Heel soms komt het voor dat een fret bijt en niet meer loslaat. Probeer dan niet de kaken los te wrikken want de fret zal alleen maar meer vasthouden. Vraag hulp van een ander of loop naar de kraan en houd de kop van de fret onder een stromende straal koud water, de fret zal direct loslaten. De fret en het baasje zijn daarna vaak behoorlijk van slag, zet daarom de fret direct terug in zijn kooi en laat elkaar met rust. Een paar uur later kan jij jou relatie met de fret weer opbouwen door hem rustig te aaien en als u dat prettiger vindt maak dan gebruik van een dunne fleece handschoen. Hier kan een fret bijna niet doorheen bijten.

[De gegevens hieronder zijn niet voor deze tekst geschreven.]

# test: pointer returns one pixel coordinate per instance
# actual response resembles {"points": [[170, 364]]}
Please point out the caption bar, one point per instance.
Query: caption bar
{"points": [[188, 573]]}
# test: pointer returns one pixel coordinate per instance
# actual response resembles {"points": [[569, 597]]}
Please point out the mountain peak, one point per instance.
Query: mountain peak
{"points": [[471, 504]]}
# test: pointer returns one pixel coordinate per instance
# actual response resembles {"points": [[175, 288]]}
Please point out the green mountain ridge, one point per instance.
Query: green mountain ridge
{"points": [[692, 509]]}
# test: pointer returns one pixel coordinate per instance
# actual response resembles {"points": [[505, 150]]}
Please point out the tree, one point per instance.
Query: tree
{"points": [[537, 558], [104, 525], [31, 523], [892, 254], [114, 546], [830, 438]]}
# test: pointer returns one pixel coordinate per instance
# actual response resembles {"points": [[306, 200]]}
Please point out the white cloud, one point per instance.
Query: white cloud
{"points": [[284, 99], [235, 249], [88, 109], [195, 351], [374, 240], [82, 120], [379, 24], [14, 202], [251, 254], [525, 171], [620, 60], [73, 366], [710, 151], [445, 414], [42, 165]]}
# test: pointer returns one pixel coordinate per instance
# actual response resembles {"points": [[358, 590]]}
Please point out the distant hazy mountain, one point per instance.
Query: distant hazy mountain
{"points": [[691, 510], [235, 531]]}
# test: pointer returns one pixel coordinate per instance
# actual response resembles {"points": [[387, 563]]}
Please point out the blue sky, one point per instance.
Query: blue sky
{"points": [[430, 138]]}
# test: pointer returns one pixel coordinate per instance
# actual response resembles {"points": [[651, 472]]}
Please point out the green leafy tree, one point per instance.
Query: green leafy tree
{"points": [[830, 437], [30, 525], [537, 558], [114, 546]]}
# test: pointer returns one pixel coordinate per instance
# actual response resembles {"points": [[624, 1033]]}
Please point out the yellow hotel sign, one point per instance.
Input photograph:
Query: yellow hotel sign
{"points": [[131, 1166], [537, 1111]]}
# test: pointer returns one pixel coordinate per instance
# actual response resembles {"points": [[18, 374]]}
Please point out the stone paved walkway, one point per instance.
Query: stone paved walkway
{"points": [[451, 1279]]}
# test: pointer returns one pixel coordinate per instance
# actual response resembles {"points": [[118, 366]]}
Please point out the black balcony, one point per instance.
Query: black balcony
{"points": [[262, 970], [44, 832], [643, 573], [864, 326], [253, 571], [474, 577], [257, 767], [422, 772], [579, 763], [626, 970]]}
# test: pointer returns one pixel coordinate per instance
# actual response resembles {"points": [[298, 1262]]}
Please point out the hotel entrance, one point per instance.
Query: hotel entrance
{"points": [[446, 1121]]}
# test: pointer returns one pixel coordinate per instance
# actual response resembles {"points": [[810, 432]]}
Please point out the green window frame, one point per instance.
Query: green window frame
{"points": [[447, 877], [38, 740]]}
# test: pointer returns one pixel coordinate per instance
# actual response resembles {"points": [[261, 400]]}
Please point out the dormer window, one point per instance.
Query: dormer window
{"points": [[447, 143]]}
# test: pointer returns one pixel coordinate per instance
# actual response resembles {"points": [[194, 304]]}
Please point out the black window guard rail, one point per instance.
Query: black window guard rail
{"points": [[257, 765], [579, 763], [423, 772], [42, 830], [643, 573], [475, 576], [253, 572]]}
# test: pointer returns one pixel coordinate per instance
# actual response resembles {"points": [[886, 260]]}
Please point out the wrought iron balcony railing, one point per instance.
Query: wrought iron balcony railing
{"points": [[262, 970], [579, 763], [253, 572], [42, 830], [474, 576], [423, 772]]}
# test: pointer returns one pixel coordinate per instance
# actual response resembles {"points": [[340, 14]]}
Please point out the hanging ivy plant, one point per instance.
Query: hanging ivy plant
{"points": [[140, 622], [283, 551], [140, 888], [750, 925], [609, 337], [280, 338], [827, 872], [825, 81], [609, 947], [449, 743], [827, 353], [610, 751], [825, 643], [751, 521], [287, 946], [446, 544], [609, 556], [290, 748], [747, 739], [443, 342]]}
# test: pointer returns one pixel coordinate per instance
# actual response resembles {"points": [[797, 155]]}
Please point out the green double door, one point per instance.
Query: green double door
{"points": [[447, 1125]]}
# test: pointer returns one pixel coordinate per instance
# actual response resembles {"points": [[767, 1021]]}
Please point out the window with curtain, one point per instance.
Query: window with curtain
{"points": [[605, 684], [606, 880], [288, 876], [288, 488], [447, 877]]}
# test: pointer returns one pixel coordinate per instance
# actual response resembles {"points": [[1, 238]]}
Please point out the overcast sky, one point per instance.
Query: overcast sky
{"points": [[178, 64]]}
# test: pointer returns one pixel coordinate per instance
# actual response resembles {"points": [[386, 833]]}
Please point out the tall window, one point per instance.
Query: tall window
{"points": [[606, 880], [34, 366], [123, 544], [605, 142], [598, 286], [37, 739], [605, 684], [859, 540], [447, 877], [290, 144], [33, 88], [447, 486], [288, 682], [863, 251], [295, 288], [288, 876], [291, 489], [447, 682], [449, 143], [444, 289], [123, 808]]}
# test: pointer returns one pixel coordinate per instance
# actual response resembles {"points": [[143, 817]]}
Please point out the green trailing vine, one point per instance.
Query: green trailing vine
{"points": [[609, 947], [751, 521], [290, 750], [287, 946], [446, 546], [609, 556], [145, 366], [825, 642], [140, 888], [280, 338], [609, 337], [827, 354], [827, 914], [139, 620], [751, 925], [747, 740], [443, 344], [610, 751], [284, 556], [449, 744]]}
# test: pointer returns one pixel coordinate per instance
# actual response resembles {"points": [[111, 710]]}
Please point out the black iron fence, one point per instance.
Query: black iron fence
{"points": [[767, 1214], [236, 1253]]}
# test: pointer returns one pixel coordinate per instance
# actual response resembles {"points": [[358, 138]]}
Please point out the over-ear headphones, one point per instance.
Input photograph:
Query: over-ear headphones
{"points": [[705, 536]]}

Fretten krijgen een echte band met hun baasje
Maar al snel zal een fret leren dat ze van de mens niets te vrezen hebben en is het bijten verleden tijd. Ze beginnen het heerlijk te vinden om in handen te zijn en leren dat ze niet te hard moeten spelen. In de meeste gevallen komt het dan zover dat de fret keurige “kusjes” kan geven. Fretten krijgen een echte band met hun baasje. Maar pas op! Als fretten vreemde handen voelen kunnen ze soms opeens van karakter veranderen en een (klein) bijtje geven. Dit kan doordat ze iets vreemds ruiken of onhandig worden opgepakt. Geef daarom een fret niet zomaar iedereen in handen. Met fretten moet je een band opbouwen en als je die hebt dan kan je ze voor 100% vertrouwen.
Fretten zijn in de meeste gevallen groepsdieren maar er zijn maar ook fretten fretten die er voor kiezen om alleen te willen zijn. Ze zijn soms erg selectief in het kiezen van een maatje. Jonge fretten accepteren elkaar bijna altijd direct maar hoe ouder de fret is hoe moeilijker het is om een nieuw maatje te kiezen. Bij de eerste ontmoeting kunnen fretten dan een dikke staart krijgen, hun anaal klieren even legen en een robbertje stoeien. Dit alles is niet erg. Maar als de poep in het rond vliegt moet je de fretten uit elkaar halen. Deze fretten zijn dan niet voor elkaar bestemd en is het beter dat je een ander maatje zoekt voor jouw fret. Het kan dan ook zomaar gebeuren dat jouw fret een andere fret zonder problemen accepteert en gelijk gaat spelen. In de opvang proberen we daarom fretten die alleen in de opvang zijn gekomen al bij ons te matchen. Zoek je een nieuw maatje voor jou fret(ten) neem ze dan mee naar de opvang en laat jouw fret een maatje kiezen en neem geen fret waarbij de “klik” er helemaal niet is.
Fretten zijn gek op water en graven
Een fret alléén zal heel erg naar het baasje trekken, maar de aandacht die hij vraagt kan je als mens niet geven. Alleenstaande fretten gaan vaak meer slapen en lopen doelloos rond. Fretten die in een groepje van 2 tot 5 fretten leven zijn altijd actief en kunnen zo heerlijk met elkaar spelen. Dat kan je ze gewoon niet ontnemen.
Fretten zijn heel creatief in het spelen met je spullen. Daarom is het belangrijk dat je de ruimtes die de fret tot zijn beschikking krijgt “fretproof” maakt. Dit klink ingewikkelder dan dat het in werkelijkheid is. Fretten zijn gek op water en graven. De ene fret sleept je vieze sokken uit de wasmand en een andere fret kijkt daar helemaal niet naar om. Ook planten en vazen moeten bij hun uit de buurt blijven. Fretten knagen niet aan kabels, daar hoeft niets mee gedaan te worden. Verder is het belangrijk dat fretten niet naar buiten kunnen ontsnappen. Fretten komen niet vanzelf terug naar huis en kunnen in de natuur niet zelfstandig overleven.